After some research, I figured it out. The newsletter and
the website it led me to, were products of the American Friends of the Israel
Philharmonic Orchestra, an organization based in America that raises funds on
behalf of the IPO. It is this fundraising arm’s website that refuses to say the
“P” word.
The regular IPO
website, on the other hand, said it in the very first sentence under “Our History”:
On 26 December 1936, The Palestine Orchestra was born.
It didn’t feel like an oversight that the American Friends
of the IPO had left out the original name, which as it turns out, was not
“Palestine Philharmonic Orchestra,” but “The Palestine Orchestra.” The omission
had to be intentional. It had to be about not wanting to cause offense. The
AFIPO was taking great care not to use the word “Palestine” in a Jewish
context. It might affect their funding. Because their liberal Jewish donor
base, they must have thought, would have apoplexy. “Palestine” must be thought
of as something that belongs by rights to Arabs, the past erased.
Think of it this way: if one is a liberal, giving a state to
“Palestinians” within Israel’s borders is part of one’s froufrou social justice
credo and absolutely essential. All the more so the liberal Jew who feels an
overwhelming need, almost a pathology, to bring about an Arab state of
Palestine on Jewish land. They are impelled to draw a moral equivalence where
none exists: “We have a state. They deserve to have one, too,” they will
insist, happy to sacrifice Jewish land to make kosher their image in the eyes
of the goyim.
The first concert, December 26, 1936. Conductor Arturo Toscanini shakes the hand of Bronislaw Huberman (photo from the Central Zionist Archives). |
Perhaps they think that if they only seem fair-minded about
the division of their/our land, the world will know that they are good Jews. It
would come to them as a relief, for they feel this heavy burden, a yoke that
makes them slaves to public opinion. They are always weighing things: how much
do we need to protest against Israel—to give whatever we have—to get that yoke removed—in
order to belong to normative, non-Jewish society?
Their agonized deliberation is, however, an empty exercise.
The yoke will always be there, sitting heavy on their shoulders, the yoke that
ties them to their identity as Jews.

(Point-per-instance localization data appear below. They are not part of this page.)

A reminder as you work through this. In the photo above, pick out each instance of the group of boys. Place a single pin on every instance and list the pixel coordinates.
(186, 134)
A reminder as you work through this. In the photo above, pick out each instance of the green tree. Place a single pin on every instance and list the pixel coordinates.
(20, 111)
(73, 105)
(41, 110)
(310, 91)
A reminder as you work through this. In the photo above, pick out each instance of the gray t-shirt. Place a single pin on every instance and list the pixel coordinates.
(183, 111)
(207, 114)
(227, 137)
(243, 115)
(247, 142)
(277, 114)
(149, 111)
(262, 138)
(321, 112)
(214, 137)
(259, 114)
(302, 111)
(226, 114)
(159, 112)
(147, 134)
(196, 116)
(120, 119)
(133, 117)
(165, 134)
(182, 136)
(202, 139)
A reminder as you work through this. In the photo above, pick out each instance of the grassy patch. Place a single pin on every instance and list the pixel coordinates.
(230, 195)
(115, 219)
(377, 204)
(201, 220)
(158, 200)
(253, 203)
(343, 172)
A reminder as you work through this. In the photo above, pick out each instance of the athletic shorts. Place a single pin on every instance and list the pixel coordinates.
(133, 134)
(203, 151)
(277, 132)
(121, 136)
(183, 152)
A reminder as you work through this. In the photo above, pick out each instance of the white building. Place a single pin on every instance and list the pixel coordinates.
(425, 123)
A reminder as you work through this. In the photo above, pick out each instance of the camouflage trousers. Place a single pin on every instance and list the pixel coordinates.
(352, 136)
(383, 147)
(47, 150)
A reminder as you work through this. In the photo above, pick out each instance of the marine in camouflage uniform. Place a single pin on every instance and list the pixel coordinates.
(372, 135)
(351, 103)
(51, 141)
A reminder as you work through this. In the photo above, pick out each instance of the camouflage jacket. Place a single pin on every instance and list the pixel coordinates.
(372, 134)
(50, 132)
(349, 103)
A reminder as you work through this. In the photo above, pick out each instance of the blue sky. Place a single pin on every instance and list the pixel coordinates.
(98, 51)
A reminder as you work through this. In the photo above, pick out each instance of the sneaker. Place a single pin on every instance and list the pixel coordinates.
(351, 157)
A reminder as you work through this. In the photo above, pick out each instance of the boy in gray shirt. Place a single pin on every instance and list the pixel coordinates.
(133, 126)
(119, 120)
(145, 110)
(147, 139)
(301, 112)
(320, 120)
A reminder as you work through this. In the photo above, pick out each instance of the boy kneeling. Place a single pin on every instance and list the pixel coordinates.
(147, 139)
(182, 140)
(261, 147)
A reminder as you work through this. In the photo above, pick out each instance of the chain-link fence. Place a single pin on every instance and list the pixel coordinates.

It will never be lifted. If they forget
the yoke is there, the goyim will remind them.
And as long as the yoke is there, tying them to their
history from the center of their being, they will peddle the idea of Palestinian
statehood like it is candy for children, or drugs for addicts. They hold it out
on a platter, even though the decision is not theirs to make, even though they
have no right to give away what God gave the Sons of Israel for all time. Even
though they have no right to demean what is the sovereign State of Israel. Some
of them, deep down, still know this. But they just want to be liked and
accepted (poor things). Even if it means omitting or erasing the truth.
Because everyone knows that pre-state Israel was called
“Palestine,” and that all its institutions were referred to as Palestine this,
and Palestine that. The British Mandate-issued identity card of my cousin who
served in the Palmach listed his nationality as “Palestinian.” Another cousin
worked for the Anglo-Palestine Bank. The Jerusalem
Post was formerly called the “Palestine”
Post.
Today, however, it is forbidden for the liberal Jew to say
these things, or as in the case of the AFIPO web content, to read them. Making
use of the word “Palestine” in a Jewish, pre-state context, might (God forbid)
lend legitimacy to the idea that Palestine never belonged to the Arabs, was never
a state, and certainly never an Arab state.
This is not something that liberal Jews will countenance and if you try to show
them the facts, they will show you the hand. They will not be confronted with
the truth.
The façade is everything. The thin veneer of social
acceptance overlaid on Jewish blood is all they seek, though that blood is more
and more diluted and diversified with other bloodlines untainted by thousands
of years of tormented history.
They want to be free. They believe they are free.
They can almost taste it.
(It makes a great condiment for pork.)